Two young people, a brother and sister, die in a freak Lake Superior storm. Ricky Belisle, the accused murderer, is released from jail for lack of evidence. In shame he leaves his hometown to prove himself worthy; worthy of Marie Jeanne, 'M.J.', Charbonneau, his childhood 'buddy'; worthy of his family; worthy of his village. M.J. finds Ricky on a Colorado mountain where the nightmarish night repeats itself. Ricky and M.J. must overcome childhood terrors if they are to save one another.

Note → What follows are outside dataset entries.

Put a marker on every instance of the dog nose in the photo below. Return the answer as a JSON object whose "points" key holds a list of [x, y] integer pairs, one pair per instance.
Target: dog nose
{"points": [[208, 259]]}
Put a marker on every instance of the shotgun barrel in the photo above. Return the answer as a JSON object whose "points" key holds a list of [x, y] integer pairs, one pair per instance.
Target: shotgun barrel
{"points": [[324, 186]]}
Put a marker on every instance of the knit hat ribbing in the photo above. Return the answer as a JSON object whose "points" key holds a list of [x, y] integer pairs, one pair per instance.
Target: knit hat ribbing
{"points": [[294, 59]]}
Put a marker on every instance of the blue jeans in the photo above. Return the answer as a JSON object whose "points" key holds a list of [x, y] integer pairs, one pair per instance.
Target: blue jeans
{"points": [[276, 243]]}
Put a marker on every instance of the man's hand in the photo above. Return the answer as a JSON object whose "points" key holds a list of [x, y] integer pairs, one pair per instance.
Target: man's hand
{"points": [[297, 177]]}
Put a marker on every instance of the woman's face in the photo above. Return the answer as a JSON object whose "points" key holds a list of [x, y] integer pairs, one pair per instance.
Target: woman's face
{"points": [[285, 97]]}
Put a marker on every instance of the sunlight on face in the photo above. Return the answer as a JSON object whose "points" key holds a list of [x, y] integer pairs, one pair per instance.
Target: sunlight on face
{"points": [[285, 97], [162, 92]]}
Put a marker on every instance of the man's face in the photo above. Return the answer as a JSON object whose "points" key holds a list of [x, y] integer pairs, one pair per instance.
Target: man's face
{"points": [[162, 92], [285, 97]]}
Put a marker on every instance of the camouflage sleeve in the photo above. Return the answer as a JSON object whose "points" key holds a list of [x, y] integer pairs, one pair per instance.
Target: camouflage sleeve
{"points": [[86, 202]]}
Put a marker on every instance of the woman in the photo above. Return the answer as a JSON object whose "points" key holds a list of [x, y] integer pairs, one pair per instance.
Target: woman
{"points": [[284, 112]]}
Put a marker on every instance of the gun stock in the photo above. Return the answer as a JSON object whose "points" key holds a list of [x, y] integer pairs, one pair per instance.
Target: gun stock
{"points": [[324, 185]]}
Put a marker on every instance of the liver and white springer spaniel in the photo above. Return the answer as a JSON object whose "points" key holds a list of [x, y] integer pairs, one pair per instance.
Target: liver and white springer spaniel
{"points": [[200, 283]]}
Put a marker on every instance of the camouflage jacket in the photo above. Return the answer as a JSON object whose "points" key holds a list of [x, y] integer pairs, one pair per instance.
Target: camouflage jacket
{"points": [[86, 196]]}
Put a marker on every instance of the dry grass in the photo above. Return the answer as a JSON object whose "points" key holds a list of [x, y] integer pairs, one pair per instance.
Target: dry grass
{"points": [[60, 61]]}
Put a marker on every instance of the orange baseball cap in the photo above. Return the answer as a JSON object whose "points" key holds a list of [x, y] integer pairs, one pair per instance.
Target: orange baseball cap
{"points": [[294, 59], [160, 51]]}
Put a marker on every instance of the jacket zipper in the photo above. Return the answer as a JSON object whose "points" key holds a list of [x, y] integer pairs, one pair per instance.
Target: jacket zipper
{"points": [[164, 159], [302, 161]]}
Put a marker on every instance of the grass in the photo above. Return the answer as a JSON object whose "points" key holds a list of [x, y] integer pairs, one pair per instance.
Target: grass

Ricky Belisle travels across the south and west of America, a minor league baseball player, seeking redemption before his family, his people, his Marie Jeanne. It is 1960, the nuclear age. His forebears far into the mists of time––father, grandfathers, great-grandfathers and beyond––had been warriors, which the world no longer needs. He encounters temptation and corruption and injustice, a south of explosive rage and hypocrisy. Injury and death lurk under each friendly grin. Within the confines of the baseball stadium is safety and certainty. Baseball rules, if not just, are firm and clear. He suffers a concussion on a run down between third base and home plate.
Marie Jeanne finds him on a Colorado mountain, recovering, hardened, where Indifferent nature tests them, their love, their worth, yet again.